Using the Unreal engine, the developers have created a promising storyline about a mercenary with Native American Indian ancestry leaving a ruthless black ops troop known as the Wolfpack, after he questioned their ethics and their leader (and Turok’s former mentor) Roland Kane.

Turok’s now joined a new squad of tough guys known as Whiskey Company, dispatched to arrest Kane, who’s now holed up on a distant planet. After their spaceship is shot down approaching landing, the survivors’ focus changes to mere survival, as they not only have to take on Kane’s army but hordes of dinosaurs and mutated insects.

It’s at this point that the storyline effectively disappears – apart from the occasional flashbacks to Turok’s time with Wolfpack – and the action settles down into a fairly conventional shooter. Aside from a relatively standard collection of weaponry (shotgun, SMG, sniper rifle) there are three weapons that have more interesting functions. The first is the knife, which functions both as a stealth attack on human foes and also as the primary defence against most smaller dinos (both accompanied by some bloody FMV).

You also pick up, quite early on, a bow: this is extremely useful for taking out enemies quietly from a distance. And finally there’s the flare gun, which can be used to distract dinos by diverting their hunger towards enemy soldiers.

Fortunately, virtually all the guns can be dual-wielded and have secondary uses, while sticky bombs are handy for spreading lethal minefields.

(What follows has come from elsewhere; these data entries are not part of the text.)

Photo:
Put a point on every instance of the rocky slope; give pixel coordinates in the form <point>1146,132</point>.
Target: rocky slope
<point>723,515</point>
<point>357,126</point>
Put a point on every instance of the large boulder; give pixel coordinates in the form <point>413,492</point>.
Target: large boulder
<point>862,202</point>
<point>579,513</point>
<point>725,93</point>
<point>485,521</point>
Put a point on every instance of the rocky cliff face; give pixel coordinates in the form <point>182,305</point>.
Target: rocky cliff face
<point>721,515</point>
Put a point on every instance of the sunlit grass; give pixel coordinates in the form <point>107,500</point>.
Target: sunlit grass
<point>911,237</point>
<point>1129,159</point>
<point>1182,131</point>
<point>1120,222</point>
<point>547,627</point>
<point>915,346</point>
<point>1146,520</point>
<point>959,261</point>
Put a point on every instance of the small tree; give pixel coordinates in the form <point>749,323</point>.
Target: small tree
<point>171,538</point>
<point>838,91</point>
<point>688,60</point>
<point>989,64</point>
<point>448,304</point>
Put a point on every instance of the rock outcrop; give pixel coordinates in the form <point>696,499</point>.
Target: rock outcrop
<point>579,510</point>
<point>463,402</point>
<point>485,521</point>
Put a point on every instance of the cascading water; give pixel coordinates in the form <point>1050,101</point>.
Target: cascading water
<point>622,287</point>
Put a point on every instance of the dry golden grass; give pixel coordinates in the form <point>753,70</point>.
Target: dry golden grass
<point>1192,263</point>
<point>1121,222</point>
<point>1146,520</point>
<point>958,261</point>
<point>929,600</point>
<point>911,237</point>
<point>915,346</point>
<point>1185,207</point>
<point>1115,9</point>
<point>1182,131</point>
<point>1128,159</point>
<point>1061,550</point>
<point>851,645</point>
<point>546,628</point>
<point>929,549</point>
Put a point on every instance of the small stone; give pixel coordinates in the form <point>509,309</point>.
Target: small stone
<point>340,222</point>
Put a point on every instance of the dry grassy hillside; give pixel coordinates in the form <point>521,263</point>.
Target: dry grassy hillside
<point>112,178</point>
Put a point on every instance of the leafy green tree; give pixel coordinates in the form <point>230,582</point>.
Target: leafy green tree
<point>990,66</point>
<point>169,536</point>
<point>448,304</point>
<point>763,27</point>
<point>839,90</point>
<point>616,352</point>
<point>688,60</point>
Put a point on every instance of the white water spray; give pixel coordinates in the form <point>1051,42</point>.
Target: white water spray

There’s usually plenty of weapons and ammo to be collected from enemy HQs and dead bodies and, although there are no health packs, you simply have to duck behind shelter for a few seconds to recharge your health.

Despite the Unreal engine, the graphics are nothing exceptional (certainly compared with the startling authenticity of, say, Crysis) with mostly the same lush vegetation throughout and a few steel industrial complexes. The dinosaurs are extremely detailed, however, and roar and thrash about in a convincing manner.

They at least seem to have some native cunning, attacking you sneakily from high grass or from trees, yet the AI of the human foes is pathetic; frequently standing in the open even after their compatriots have just been gunned down. The other striking omission is the lack of a ‘run’ ability, so if you’ve caught the eye of the T-Rex, then praying is your best option.

Company: Touchstone


Verdict
Not the conventional dino-hunting game of yore, but the dinosaur combat is the more exciting part of this testosterone-fuelled shoot-‘em-up, that only just manages to rise above the conventional FPS.